Lenz was born in Rockford, Illinois, where he attended and graduated from Keith Country Day School. After graduating from Wagner College (Staten Island, NY) with a Bachelor of Arts in Speech and Theatre in 1986, Lenz worked as an actor in regional theatres, TV commercials and Off-Broadway for two years in Charles Busch's long-running hit comedy, Vampire Lesbians of Sodom (1989–91). From 1989–1994, Lenz worked part-time as a theatrical publicist with Shirley Herz Associates and The Pete Sanders Group.

==Career==
Lenz began his Broadway career as assistant director on Disney's Beauty and the Beast (also on the first and second National tours, the Los Angeles production and the Toronto production). He was the associate director to Tony Award-winning director Jack O'Brien on the 2002 Tony Award-winning Best Musical Hairspray (starring Harvey Fierstein, Dick Latessa, Marissa Jaret Winoker and Matthew Morrison).
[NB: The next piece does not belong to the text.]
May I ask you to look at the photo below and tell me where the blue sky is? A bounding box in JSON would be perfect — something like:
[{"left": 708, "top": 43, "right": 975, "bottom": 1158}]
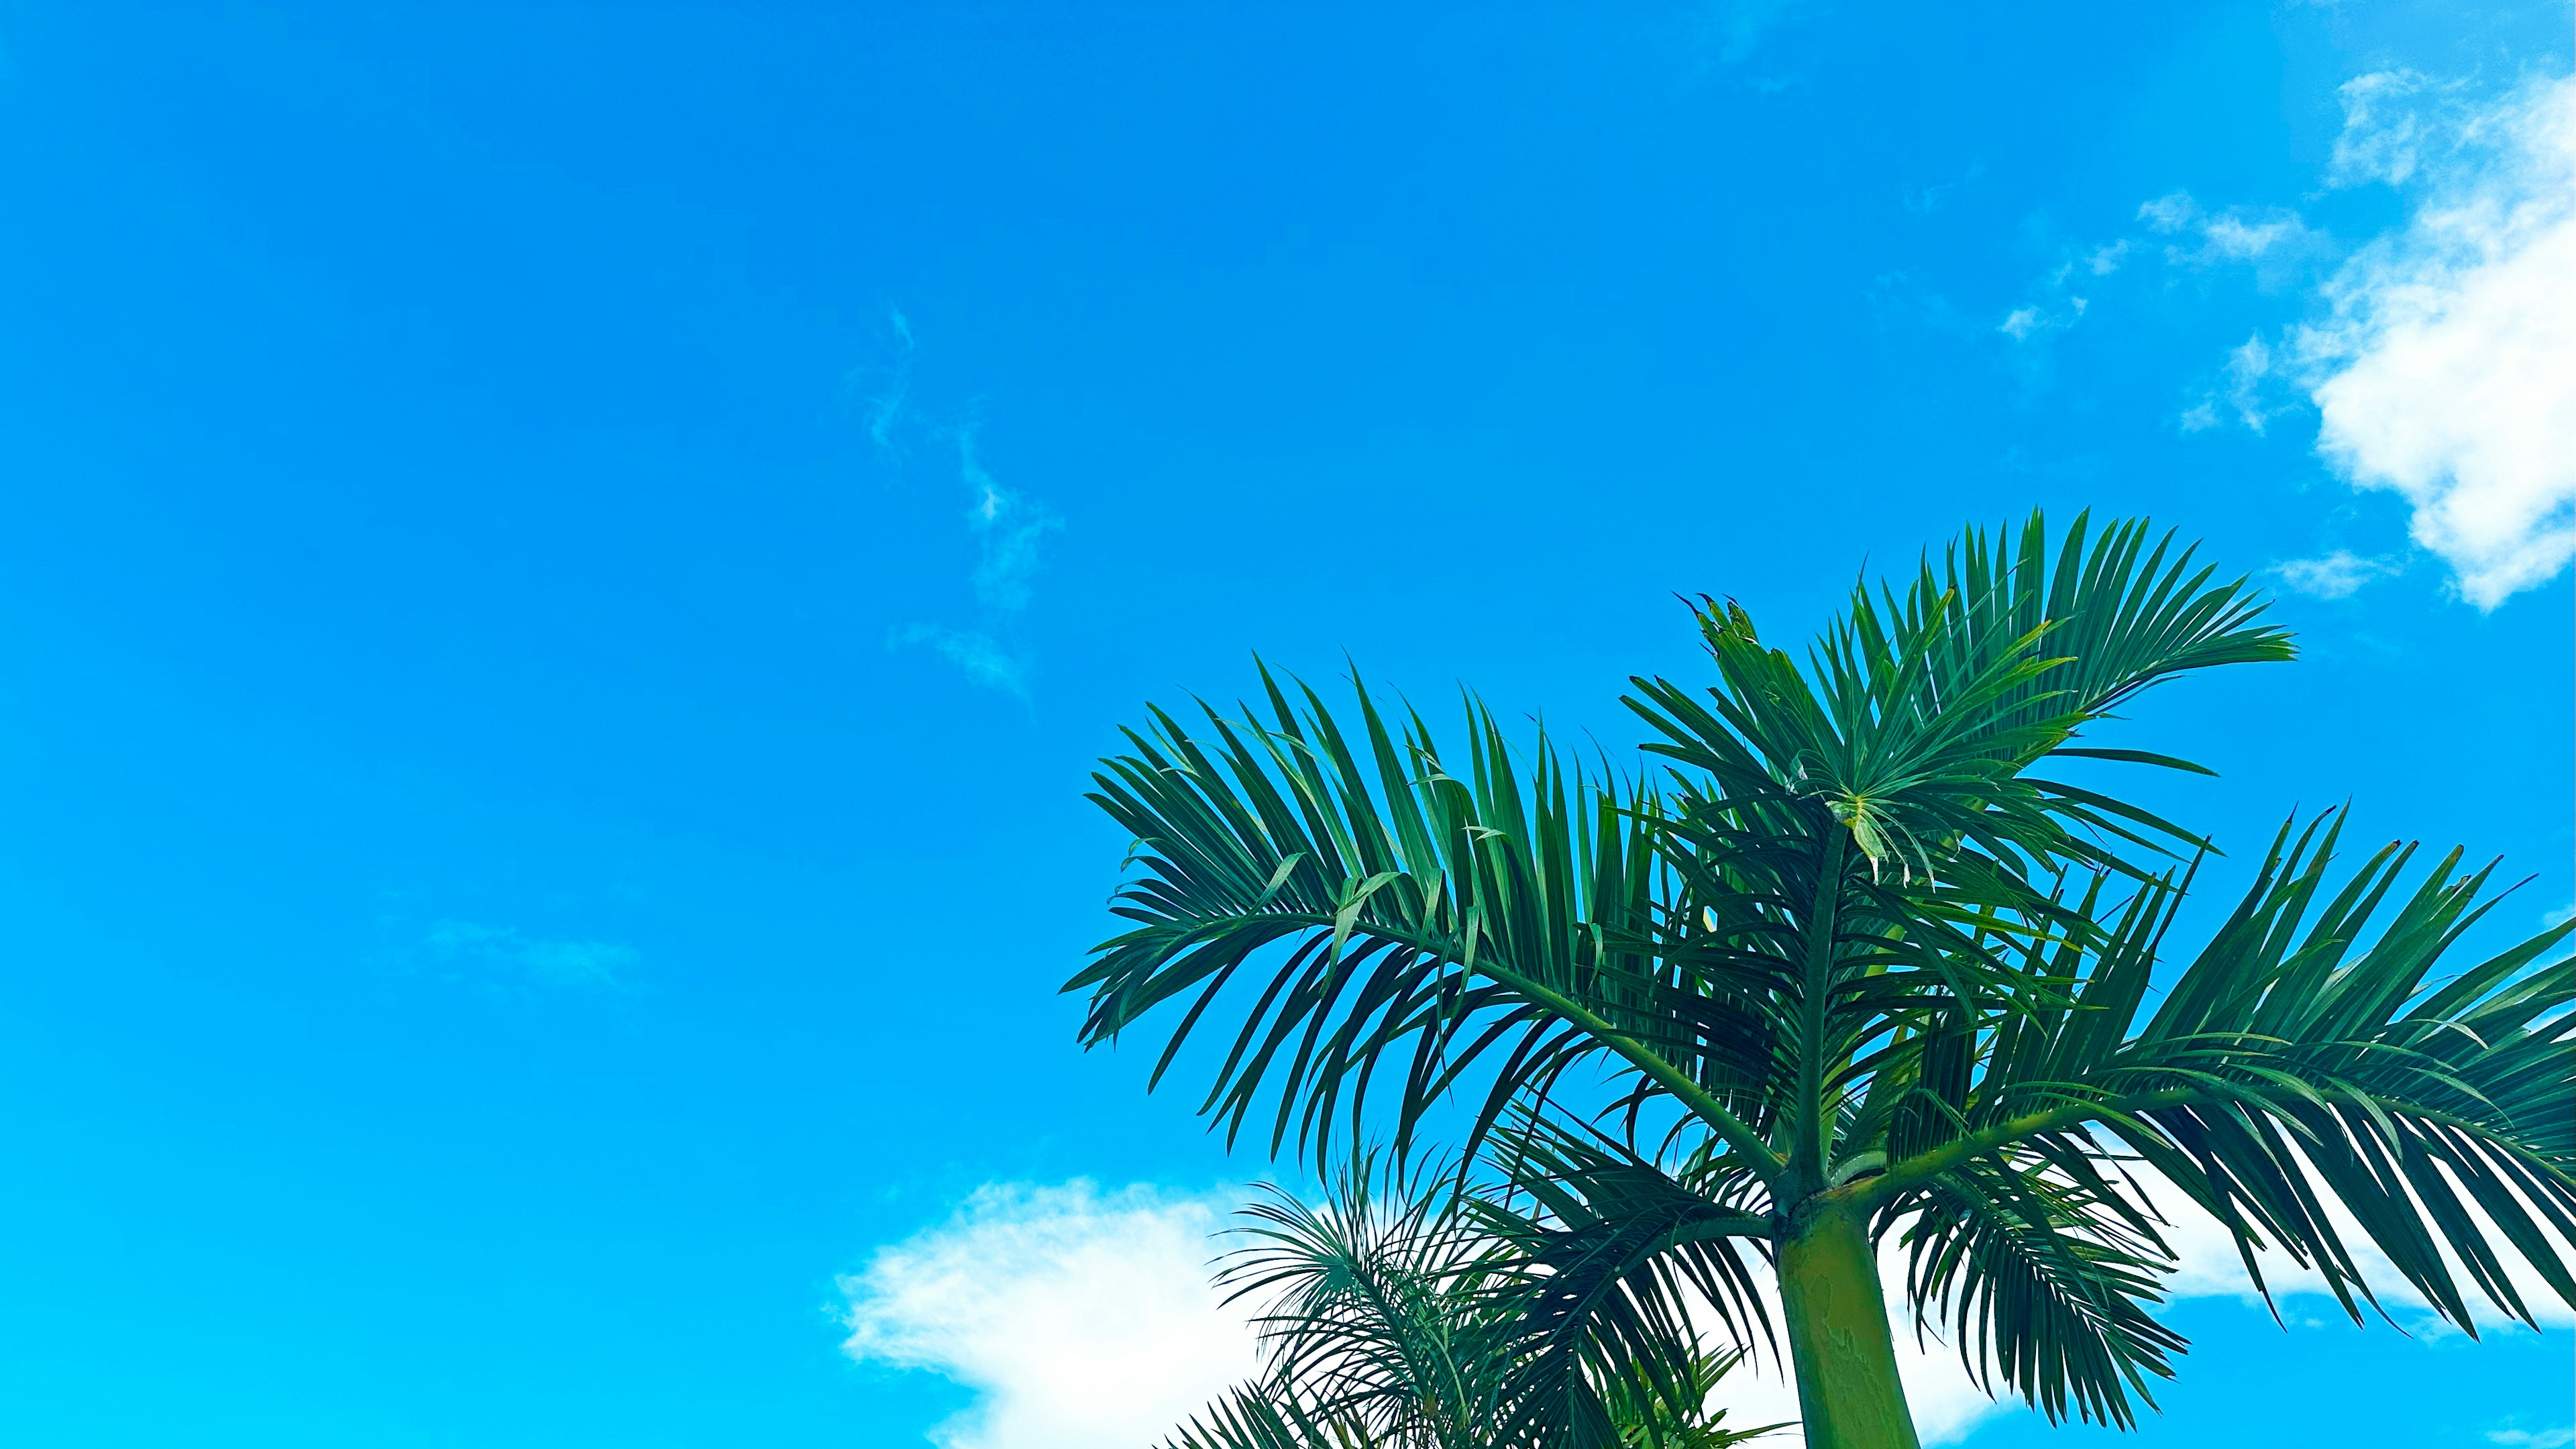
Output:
[{"left": 0, "top": 3, "right": 2568, "bottom": 1446}]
Lenz subsequently directed US tours and international productions in Toronto, Johannesburg, South Africa, Germany and the United Kingdom.

He was also associate director on the original Broadway productions of Catch Me If You Can (2011) starring Aaron Tveit, Norbert Leo Butz and Tom Wopat, The Velocity of Autumn (2014) starring Estelle Parsons and Stephen Spinella and Charlie and the Chocolate Factory (2017) starring Christian Borle.

Off-Broadway, Lenz directed the Drama Desk Award-nominated revival of the hit musical Pageant (2014), and the Martin Casella comedy, The Irish Curse at SoHo Playhouse in 2010. He won Best Director for the New York Musical Theatre Festival in 2008 for the original comedy musical, Idaho! which went on to have productions at The Forestburgh Playhouse and at the Smith Center for the Performing Arts in Las Vegas, both directed by Lenz.

He directed the national touring production of A Christmas Story: The Musical in 2014 and the production has continued to tour major US cities for six years at the Christmas holidays (2014-2019).

Lenz also conceived and directed the 2016 tour of Cheers: Live Onstage which premiered at the Shubert Theatre in Boston.

In 2018 he directed the acclaimed US premiere of Grumpy Old Men: The Musical (book by Dan Remmes, music by Neil Berg and lyrics Nick Meglin) at the historic Ogunquit Playhouse in Maine. The production starred Hal Linden, Mark Jacoby and Sally Struthers. In 2019, the production went on to make its West Coast premiere at La Mirada Theatre in California starring Cathy Rigby and Ken Page, with Jacoby and Linden reprising their roles.